Here is what I wrote:

"God does not give you a 4 % chance, He gives you one man who is 100 % right for you. Just one man."

There are many things I think I need, and there are many things I think I need in a man to be able to have a successful and happy relationship.

Well, I think - God knows. In other words, God knows what you need and what you need in a man. He will send this man who is 100 % right for you - the problem might arise that you think otherwise or don't recognize that this is the right man for you (because you have your own ideas about your needs).

You could dream and/or pray to God and ask Him to send a man into your life who fulfills a certain criteria (who is the type you think you need). And He answers your prayer accordingly (your dream will come true) or He has someone else in mind who is 100 % right for you in God's eyes but not in yours.
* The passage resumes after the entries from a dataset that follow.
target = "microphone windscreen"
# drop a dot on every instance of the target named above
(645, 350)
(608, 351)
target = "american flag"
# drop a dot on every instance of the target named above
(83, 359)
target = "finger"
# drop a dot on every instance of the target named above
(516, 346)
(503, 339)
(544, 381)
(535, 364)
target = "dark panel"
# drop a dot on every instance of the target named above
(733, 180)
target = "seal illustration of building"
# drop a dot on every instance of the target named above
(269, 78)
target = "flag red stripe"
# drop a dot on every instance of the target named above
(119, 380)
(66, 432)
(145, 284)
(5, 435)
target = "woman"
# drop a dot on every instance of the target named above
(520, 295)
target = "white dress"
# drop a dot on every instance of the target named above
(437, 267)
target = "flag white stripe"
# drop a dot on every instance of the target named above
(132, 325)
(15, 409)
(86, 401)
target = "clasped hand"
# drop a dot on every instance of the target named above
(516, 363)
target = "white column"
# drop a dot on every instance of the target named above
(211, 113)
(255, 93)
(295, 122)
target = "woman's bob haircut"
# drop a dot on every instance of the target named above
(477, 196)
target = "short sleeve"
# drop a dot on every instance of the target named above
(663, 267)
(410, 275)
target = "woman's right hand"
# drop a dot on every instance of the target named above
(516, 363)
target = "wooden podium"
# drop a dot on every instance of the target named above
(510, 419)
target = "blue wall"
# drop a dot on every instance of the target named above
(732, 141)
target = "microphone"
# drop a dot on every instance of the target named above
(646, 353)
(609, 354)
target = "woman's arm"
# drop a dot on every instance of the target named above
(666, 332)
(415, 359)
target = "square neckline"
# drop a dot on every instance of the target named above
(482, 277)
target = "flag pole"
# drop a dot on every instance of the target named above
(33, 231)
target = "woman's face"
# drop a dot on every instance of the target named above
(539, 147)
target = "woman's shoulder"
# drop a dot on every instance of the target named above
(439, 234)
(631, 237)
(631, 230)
I was talking not just about any man who comes your way, I was talking about a man whom God sends your way, whom God knows is 100 % right. "My God shall supply all your needs" - I believe that but I also have to say that on more than one occasion I was very surprised to know I need this or that. If you could read my thoughts, you would have heard me thinking on more than one occasion "I don't need this". And there were times I felt very much like questioning God, as in "do you really think I need this, that this is necessary?" "Where's the sense in this?" ...

Our thoughts are not always like His Thoughts - and He does at times override our wishes or He fulfills them in the exact way or completely different way. Sometimes you get less then you wanted/needed, sometimes more.

I would submit your dreams to God, tell Him what you need or think you need - and wait how He will fulfill your dreams.